站在房门外边把手的两个侍卫听到禹王这么说,互相对视一眼,眼神颇惊悚。
那人口中怪嚎了一声,面目狰狞地看着聂垚,若他手脚没有捆着,只怕这时候就会冲过来将聂垚撕碎了。
聂垚笑道:“放心,本王会照顾好你的妻女。”那“照顾”二字,咬着十分古怪。说完他站起身,也不去理会那人眼中的哀求,径自朝外走去。
甫一出门,一个侍卫紧跟其后,与聂垚前后走了一阵,待远离那个屋子,侍卫躬身行礼,而后开口道:“王爷,这人的妻女现在已经抵达王府。”
“将他们安排在那里。”聂垚用手指着又一方院落,恰好和那人所在的屋子有一墙之隔。
“是。”侍卫简短地回答完,
自此一段时间,那个凶手在阴暗的黑屋子里听见自己的妻女和另一个男人的欢声笑语,备受煎熬,终于在忍耐了七日之后,就将什么都交代了。

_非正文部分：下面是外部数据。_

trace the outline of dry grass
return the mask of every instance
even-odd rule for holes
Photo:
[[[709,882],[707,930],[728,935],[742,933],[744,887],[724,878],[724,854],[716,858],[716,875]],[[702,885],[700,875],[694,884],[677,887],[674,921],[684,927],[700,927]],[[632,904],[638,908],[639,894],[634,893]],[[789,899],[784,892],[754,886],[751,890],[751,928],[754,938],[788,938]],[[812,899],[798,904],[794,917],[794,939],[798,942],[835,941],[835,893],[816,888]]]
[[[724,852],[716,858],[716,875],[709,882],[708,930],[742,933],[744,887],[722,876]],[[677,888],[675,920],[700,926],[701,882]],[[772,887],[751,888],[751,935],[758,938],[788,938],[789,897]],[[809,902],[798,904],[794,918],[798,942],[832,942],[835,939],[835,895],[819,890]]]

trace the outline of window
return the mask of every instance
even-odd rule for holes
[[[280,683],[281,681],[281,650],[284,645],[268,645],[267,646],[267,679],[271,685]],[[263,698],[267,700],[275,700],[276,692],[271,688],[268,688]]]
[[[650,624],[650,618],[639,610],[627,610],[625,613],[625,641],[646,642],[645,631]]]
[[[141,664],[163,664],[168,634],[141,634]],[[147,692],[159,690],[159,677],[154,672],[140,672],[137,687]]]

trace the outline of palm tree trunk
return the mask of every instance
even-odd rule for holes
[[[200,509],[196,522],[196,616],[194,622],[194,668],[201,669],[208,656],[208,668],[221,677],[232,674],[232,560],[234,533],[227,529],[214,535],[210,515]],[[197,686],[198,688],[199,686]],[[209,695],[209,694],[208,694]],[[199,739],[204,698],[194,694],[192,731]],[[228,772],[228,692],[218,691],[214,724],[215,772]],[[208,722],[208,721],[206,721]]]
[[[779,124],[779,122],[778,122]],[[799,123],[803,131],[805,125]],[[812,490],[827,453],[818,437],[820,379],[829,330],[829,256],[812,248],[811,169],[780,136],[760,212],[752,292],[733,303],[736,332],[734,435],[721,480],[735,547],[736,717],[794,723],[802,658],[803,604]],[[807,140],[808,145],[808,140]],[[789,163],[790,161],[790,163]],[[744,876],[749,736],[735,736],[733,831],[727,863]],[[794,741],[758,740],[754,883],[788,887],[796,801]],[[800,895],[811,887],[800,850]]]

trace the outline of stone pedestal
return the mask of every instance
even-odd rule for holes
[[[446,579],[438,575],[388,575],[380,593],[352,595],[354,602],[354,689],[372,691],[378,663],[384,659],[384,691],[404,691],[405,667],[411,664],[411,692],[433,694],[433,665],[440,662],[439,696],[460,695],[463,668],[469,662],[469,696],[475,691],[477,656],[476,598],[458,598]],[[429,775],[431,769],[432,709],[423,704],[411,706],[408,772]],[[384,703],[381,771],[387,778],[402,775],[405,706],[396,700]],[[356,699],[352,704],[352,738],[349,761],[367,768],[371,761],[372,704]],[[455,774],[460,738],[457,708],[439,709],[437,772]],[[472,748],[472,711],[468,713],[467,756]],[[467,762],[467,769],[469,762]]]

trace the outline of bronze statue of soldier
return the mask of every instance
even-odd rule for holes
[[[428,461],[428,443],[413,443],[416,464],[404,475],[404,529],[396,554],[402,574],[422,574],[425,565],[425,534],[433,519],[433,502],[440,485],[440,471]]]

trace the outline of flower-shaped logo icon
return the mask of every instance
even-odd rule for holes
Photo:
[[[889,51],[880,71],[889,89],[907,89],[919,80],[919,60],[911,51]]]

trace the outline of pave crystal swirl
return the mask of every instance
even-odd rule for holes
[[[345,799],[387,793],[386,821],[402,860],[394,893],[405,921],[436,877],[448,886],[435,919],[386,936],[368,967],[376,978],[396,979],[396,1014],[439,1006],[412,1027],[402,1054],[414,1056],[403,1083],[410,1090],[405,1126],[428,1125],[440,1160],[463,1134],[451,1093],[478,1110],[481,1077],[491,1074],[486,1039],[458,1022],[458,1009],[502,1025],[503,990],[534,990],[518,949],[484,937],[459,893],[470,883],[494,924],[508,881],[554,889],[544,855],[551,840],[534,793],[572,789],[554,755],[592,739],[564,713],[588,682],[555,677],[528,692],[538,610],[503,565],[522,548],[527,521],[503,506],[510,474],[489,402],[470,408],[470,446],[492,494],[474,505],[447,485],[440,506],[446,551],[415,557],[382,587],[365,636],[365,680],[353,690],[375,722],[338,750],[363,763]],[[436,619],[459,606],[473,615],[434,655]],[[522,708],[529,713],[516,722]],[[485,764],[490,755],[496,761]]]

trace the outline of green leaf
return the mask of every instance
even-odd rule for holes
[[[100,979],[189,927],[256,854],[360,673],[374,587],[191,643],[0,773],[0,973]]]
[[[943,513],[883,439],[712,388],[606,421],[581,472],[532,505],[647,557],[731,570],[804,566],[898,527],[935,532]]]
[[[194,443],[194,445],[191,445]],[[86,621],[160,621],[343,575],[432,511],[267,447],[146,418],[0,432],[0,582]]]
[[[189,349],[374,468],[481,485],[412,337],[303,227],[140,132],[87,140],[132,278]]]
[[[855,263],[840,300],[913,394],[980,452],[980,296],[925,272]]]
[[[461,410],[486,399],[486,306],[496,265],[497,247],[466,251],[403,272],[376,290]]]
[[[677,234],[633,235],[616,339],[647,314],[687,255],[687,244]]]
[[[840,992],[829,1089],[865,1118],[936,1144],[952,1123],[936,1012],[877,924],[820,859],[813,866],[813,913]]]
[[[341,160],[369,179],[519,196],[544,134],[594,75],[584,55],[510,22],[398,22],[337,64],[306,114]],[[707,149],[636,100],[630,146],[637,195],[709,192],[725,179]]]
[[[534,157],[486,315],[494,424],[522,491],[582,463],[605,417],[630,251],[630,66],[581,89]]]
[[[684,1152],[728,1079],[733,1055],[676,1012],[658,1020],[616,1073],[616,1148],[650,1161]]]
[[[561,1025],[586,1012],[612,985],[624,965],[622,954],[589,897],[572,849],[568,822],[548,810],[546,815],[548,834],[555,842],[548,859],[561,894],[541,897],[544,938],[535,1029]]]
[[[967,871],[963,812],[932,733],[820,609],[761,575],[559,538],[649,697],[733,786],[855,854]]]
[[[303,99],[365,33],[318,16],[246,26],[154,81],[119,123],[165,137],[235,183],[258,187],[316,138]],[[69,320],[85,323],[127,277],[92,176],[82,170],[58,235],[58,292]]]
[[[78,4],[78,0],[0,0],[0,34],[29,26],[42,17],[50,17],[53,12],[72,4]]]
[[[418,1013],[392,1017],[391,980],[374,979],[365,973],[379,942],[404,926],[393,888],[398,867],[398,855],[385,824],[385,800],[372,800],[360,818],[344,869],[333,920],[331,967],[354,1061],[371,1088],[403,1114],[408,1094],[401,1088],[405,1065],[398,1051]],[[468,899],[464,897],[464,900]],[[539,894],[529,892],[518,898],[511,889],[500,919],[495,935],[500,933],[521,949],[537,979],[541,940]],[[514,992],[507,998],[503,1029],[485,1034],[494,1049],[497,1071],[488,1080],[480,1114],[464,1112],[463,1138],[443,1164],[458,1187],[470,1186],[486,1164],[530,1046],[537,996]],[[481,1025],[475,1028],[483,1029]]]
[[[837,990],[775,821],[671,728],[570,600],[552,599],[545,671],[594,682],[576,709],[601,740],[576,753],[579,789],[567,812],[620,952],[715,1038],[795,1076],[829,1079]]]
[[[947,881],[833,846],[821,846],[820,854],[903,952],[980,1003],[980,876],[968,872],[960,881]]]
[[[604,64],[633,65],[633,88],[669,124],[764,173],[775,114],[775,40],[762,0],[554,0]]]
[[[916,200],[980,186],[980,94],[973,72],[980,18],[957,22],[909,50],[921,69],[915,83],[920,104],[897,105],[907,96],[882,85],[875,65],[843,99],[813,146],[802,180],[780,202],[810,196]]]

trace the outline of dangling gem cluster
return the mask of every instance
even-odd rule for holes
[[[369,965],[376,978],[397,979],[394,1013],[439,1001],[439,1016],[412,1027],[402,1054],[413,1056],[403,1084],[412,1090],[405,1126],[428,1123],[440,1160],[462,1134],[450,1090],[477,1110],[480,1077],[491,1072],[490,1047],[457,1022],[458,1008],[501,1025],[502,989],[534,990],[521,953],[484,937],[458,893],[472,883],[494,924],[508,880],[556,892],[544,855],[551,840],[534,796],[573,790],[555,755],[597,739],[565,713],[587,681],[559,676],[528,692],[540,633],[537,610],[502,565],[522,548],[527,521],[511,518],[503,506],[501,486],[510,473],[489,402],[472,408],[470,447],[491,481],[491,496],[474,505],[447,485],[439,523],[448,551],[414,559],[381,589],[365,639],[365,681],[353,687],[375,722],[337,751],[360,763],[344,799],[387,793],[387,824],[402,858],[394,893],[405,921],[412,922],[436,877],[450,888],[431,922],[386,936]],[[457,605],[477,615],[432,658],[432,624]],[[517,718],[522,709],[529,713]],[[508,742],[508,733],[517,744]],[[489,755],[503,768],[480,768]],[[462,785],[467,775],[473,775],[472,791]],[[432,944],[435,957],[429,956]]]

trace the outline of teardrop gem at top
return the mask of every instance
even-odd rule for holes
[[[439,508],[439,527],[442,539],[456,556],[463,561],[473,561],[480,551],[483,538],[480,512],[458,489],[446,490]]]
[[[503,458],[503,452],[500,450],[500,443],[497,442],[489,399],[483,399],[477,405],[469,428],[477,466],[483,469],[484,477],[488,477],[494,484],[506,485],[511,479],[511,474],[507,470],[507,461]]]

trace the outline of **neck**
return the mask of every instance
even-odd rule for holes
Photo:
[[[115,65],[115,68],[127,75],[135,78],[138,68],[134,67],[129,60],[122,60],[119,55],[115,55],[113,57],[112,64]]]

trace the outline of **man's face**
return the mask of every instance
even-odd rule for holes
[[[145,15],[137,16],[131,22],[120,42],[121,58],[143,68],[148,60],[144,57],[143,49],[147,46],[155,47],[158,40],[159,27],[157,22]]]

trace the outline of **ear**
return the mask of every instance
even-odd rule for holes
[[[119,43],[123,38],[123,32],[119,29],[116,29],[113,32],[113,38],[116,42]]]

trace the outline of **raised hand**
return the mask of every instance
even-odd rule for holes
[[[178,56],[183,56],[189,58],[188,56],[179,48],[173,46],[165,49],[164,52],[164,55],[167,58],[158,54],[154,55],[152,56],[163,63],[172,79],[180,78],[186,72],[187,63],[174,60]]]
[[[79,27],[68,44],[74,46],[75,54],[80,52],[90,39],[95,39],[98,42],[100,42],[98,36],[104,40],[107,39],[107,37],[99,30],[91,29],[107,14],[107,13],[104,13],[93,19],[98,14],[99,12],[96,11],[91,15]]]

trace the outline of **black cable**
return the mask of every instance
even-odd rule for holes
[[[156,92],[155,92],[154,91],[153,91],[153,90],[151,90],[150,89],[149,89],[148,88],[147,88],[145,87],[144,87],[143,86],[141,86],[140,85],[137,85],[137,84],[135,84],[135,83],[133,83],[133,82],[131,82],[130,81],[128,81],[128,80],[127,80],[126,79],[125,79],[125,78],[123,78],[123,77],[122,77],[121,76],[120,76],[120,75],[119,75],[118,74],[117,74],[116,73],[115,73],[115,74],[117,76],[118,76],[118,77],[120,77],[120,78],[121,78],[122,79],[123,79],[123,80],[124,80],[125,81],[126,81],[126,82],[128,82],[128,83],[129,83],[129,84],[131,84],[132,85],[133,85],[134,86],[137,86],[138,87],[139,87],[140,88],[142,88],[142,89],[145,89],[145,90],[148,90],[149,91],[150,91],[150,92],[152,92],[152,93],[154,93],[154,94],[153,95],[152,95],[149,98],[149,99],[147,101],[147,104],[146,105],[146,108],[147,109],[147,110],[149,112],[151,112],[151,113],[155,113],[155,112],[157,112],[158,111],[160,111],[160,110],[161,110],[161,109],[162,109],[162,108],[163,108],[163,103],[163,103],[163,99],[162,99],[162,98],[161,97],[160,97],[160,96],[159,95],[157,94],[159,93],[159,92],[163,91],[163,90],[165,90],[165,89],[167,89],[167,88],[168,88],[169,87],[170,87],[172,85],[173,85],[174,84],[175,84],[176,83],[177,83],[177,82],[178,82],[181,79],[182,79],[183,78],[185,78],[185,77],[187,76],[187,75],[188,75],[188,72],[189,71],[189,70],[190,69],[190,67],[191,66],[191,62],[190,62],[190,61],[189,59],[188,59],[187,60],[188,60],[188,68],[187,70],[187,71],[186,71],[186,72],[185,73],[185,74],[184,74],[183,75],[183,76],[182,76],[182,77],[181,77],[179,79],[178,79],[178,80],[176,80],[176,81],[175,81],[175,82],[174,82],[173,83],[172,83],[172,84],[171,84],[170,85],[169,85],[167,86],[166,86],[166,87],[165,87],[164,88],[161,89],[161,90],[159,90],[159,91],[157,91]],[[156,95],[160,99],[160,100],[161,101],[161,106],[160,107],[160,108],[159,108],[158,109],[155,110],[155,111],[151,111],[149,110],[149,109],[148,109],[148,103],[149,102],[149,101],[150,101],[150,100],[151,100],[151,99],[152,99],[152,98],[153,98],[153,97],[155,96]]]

当然以聂垚审犯人真真假假虚虚实实的手段,他所说的“照顾”自然真的是好好照顾,而那个能代替凶手的影卫也不会去欺负人家妻女,否则这个人日后怎么为他所用?
聂垚通过这个名叫冯一卓的人已经完全掌有能洗刷自己罪名的证据,可他选择不将证据公之于众,而是将计就计,在范伊夏怀孕四个月胎稳之后,带着妻子一齐去往西北边陲。
聂垚前脚刚离开京城,皇帝与简烨趁着众人讨伐奸王的余浪中将聂垚在京中的势力暗自铲除。在简烨看来,此时的聂垚外放边关,得力臂膀卫书岷与他决裂,已从禹王府搬出另建府邸,京中势力削弱。
虽然让一名猛将回归战场好似如虎添翼,但挣扎在一亩三分地里,以不足畏惧,更何况聂垚携家带口路途遥遥,总回徒生意外。
简烨献计有功,被封为一等亲王。双喜临门,作为睿王妃的杜碧婕生产了。
是个千金。
那些同情马贞遭遇的人暗暗捏了一把汗,不过好歹还算保住世子之位。
杜碧婕是徐府的远房表亲,她生了孩子,自然徐家的人会前来探访。徐明岄是个大喇喇性子的人,头先十分鄙视杜碧婕甩了自己弟弟攀上马贞,后来马贞被削去王爵之位,她转而就成了新睿王的未婚妻。现在两人唠家常却熟络得很,把原先的糟心事都忘得一干二净,就连杜碧婕半试探半隐晦地询问徐岚的境况时,她也不过脑子的知无不言。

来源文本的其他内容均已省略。